Isaiah 42 describes how the Messiah will come and rescue us.  He will gently pick us up and carry us from darkness, from our blind spots, and lead us to the truth that can withstand the scrutiny of sunshine: “I will lead the blind by ways they have not known, along unfamiliar paths I will guide them; I will turn the darkness into light before them and make the rough places smooth. These are the things I will do; I will not forsake them.” Isaiah 42:16.  You can’t help but think of the first few lines of the hymn Amazing Grace when you read the Scripture texts for this week:  “Amazing grace how sweet the sound that saved a wretch like me.  I once was lost but now I’m found.  Was blind but now I see.”

The Epistle lesson continues the theme of living in Christ’s light by warning us to “Have nothing to do with the fruitless deeds of darkness.” Ephesians 5:11.  Fruitless deeds of darkness are activities that separate us from God–anything that cannot withstand the scrutiny of daylight, resulting in sin.

Pride is one blind spot that results in sin. The gospel lesson recounts the story of the blind man whose sight was restored by Jesus.  But the Pharisees were too proud—too jealous and threatened by Jesus’ powers–to accept that Jesus had given sight to this man who had been blind since birth. The blind man was cross-examined about it several times.  First, his neighbors questioned him.  Second, the Pharisees grilled him.  Third, the Pharisees questioned the man’s parents, who told them to ask him: “Ask him, he is of age. He will speak for himself” (John 9: 21).  Fourth, the Pharisees cross-examined the man again, and refused to believe him. Why? Because of their own blindness as to who Jesus was and their unwillingness to accept the truth.  They were threatened by Jesus’ power.  Have you been passed over and ignored because your hard work and good results made others jealous? Jesus knows how you feel.  You are not alone.

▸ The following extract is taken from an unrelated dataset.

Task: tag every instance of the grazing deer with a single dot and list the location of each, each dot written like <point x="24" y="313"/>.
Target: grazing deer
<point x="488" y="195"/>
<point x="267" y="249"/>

Amazing strides have been made in ophthalmology in recent years.  I have spoken to several people who have had cataract surgery.  Their before and after testimonials can be quite amazing.  I had a client in her 80’s when I was in private practice many years ago, who had very bad cataracts.  Her nephew finally convinced her to have cataract surgery, and I will never forget her exhilaration over her newfound sight.  That is the exhilaration we feel when we let Jesus’ light guide us to the path he has set before us.  He leads us out of our cold, dark caves into the light of faith to bask in the warmth of his love. Our journey to the light, to Jesus, is not always a straight and easy path.  There may be obstacles and setbacks along the way.  The Cubs finally won the World Series last fall after 108 years. What kept them going during more a century of disappointments?  Hope. Desmond Tutu said, “Hope is being able to see that there is light despite all of the darkness.”  Keep the faith.   Keep your face turned toward the light.

Jesus is your hope. Hold on.  He’s coming for you.

Diane Cieslikowski Reagan










[1] The Scripture texts for the Fourth Sunday in Lent are Psalm 142; Isaiah 42: 14-21; Ephesians 5: 8-14; John 9: 1-41.